Mais gelo, mais risco

Embora o Mar de Ross ainda seja considerado um dos refúgios mais estáveis para o pinguim-imperador, pesquisadores alertam que a maior frequência de grandes icebergs aumenta o risco de bloqueios semelhantes.

O aquecimento global não reduz apenas o gelo: ele também fragmenta plataformas, criando massas móveis que alteram a geografia local.

Análises de satélite indicam que icebergs de magnitude semelhante seguem rotas que cruzam outros importantes habitats reprodutivos, como o Cabo Washington.
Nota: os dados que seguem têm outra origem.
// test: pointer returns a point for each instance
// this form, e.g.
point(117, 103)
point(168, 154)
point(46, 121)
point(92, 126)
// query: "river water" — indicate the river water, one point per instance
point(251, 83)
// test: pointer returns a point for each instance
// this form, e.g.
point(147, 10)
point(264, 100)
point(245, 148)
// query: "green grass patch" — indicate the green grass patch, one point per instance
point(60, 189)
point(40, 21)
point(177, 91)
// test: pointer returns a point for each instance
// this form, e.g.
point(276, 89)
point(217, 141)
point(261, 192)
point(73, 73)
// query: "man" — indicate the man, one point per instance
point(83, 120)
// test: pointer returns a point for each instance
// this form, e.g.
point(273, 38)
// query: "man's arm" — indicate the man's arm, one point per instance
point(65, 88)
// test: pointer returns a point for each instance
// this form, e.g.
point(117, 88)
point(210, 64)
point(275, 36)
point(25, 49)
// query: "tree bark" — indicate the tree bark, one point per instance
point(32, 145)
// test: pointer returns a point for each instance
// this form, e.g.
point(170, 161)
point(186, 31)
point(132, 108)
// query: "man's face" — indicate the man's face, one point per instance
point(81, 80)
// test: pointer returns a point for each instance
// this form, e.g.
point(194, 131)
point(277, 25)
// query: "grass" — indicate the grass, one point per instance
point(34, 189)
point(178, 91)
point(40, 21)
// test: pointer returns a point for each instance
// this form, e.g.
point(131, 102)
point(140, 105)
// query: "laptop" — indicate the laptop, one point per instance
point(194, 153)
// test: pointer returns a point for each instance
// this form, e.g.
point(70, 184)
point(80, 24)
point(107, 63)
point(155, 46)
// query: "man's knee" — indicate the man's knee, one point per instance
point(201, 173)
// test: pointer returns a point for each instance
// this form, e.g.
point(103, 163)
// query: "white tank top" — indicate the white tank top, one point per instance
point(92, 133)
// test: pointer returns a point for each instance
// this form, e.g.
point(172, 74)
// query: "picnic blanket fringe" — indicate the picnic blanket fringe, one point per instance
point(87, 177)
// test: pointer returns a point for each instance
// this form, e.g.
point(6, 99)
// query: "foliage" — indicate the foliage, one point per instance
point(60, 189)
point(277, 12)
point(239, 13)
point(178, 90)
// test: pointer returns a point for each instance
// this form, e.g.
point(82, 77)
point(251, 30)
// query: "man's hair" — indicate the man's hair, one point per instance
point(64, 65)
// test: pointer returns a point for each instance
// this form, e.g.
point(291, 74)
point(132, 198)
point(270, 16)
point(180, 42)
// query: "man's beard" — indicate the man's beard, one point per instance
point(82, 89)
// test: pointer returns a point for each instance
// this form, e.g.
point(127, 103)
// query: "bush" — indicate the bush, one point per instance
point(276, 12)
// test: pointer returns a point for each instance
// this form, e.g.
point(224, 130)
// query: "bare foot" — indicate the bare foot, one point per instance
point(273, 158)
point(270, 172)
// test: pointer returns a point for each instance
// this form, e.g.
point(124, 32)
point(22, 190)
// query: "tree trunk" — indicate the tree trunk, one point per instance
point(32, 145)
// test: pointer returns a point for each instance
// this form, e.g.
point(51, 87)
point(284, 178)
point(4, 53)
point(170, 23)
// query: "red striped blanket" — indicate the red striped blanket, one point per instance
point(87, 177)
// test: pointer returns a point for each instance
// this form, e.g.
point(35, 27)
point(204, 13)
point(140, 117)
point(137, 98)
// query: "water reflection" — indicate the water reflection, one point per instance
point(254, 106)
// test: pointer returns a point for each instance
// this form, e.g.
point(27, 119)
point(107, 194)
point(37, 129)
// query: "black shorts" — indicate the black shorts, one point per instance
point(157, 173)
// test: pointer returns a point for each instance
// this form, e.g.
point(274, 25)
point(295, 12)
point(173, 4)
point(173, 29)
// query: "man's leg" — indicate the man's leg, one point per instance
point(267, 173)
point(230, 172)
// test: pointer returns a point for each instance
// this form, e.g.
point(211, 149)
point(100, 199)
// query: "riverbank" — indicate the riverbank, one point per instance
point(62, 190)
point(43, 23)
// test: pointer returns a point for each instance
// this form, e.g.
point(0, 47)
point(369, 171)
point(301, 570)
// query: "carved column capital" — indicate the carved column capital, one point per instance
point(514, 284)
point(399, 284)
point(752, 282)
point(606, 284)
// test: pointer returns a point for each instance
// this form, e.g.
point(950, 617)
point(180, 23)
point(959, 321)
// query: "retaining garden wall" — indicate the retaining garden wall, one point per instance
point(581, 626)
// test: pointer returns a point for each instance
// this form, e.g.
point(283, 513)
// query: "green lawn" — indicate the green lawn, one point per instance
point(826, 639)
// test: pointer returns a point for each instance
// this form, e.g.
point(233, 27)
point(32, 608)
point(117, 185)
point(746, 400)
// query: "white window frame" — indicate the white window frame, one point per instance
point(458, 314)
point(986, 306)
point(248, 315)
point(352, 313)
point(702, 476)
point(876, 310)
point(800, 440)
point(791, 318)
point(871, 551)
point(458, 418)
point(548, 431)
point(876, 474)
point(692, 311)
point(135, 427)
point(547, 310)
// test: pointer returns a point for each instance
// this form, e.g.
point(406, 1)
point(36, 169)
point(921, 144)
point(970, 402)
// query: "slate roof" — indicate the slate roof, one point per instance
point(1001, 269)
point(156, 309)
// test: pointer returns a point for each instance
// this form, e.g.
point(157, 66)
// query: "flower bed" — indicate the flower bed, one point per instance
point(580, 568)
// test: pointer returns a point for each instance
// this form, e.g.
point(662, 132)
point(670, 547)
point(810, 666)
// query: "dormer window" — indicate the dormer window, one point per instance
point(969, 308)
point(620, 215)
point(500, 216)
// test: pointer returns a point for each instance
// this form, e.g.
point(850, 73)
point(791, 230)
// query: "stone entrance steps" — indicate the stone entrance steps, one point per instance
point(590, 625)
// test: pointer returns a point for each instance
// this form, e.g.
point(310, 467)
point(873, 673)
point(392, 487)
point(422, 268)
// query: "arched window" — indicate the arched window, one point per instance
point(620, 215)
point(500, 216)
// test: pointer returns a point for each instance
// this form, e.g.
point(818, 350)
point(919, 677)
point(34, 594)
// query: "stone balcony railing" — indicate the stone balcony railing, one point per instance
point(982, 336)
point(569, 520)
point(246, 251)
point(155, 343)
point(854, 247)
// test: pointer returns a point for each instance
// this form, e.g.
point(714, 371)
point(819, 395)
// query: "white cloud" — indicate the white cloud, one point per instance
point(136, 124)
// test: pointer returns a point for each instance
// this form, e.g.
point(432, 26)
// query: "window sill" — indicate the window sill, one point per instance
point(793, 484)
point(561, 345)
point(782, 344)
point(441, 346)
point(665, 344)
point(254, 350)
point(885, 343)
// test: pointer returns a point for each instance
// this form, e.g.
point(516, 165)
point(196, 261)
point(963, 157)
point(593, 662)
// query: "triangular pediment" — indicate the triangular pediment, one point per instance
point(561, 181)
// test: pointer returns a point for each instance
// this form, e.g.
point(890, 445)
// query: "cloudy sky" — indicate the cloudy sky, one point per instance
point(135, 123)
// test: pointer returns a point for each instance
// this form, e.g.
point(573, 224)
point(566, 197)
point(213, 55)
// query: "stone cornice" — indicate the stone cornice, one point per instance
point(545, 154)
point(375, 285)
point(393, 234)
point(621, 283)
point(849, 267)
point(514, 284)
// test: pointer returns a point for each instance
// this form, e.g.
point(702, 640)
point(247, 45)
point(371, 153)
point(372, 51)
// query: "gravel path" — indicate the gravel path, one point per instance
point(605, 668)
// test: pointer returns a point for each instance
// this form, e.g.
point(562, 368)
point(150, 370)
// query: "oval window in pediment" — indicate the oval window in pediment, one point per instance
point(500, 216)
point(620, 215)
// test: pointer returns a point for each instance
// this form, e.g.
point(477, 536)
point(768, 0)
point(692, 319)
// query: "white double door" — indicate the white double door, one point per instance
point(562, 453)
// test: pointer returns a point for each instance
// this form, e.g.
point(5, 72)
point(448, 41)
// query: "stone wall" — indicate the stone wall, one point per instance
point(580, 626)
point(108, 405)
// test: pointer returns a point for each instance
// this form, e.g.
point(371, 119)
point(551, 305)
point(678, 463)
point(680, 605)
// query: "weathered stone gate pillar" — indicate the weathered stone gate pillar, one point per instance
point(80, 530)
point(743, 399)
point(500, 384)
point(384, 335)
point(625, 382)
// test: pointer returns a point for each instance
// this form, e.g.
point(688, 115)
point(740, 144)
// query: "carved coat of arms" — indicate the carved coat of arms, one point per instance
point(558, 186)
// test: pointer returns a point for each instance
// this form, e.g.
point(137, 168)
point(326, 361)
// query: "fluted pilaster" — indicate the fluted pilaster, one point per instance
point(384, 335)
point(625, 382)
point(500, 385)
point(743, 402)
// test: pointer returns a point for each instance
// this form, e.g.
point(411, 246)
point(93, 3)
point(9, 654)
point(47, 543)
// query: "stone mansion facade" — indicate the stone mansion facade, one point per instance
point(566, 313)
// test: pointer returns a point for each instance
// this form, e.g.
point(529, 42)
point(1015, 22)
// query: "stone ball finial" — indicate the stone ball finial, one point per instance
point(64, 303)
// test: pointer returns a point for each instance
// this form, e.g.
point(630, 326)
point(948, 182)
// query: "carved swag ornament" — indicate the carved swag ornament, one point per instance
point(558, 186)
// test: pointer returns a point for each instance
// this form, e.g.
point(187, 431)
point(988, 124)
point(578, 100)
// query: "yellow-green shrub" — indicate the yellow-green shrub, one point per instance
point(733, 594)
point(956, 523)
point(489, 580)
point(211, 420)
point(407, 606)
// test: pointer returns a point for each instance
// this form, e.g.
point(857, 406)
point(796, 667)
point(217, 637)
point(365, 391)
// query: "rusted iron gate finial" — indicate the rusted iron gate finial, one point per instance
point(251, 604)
Em pelo menos um caso recente, um iceberg de tamanho comparável passou a poucos quilômetros de outra colônia.

“A questão não é um único iceberg, mas o padrão”, afirmou Jin-ku Park, responsável pela análise dos dados. “À medida que as plataformas de gelo se tornam mais instáveis, cresce a probabilidade de eventos raros com impactos extremos.”

Limites biológicos diante de eventos extremos

Sem o retorno das fêmeas, os machos que aguardavam com os filhotes atingiram o que a ciência chama de "limite fisiológico". S

Segundo os pesquisadores, muitos foram forçados a abandonar a ninhada para sobreviver, evidenciando como pequenas alterações físicas no ambiente podem gerar colapsos biológicos em cascata.

Apenas cerca de 30% dos filhotes sobreviveram, alimentados por mães que conseguiram encontrar rotas alternativas, em um esforço energético adicional que também reduz as chances de reprodução futura.

'Estudo de caso' da crise climática

O KOPRI pretende apresentar o caso à Comissão para a Conservação dos Recursos Vivos Marinhos da Antártica (CCAMLR) como evidência concreta dos impactos indiretos das mudanças climáticas sobre espécies e fortalecer a pressão para que o "imperador" seja classificado a nível especial de proteção.

"A mudança climática altera a dinâmica do gelo, cria novos obstáculos físicos e expõe os limites de adaptação da fauna antártica", destacou Kim.

Se o iceberg se dissipar antes da próxima temporada, há potencial de recuperação da colônia. Caso contrário, os pesquisadores alertam para impactos de longo prazo, incluindo a realocação forçada da espécie.

A sinalização é de que, mesmo nos ambientes mais frios do planeta, a crise climática já está redesenhando ecossistemas inteiros.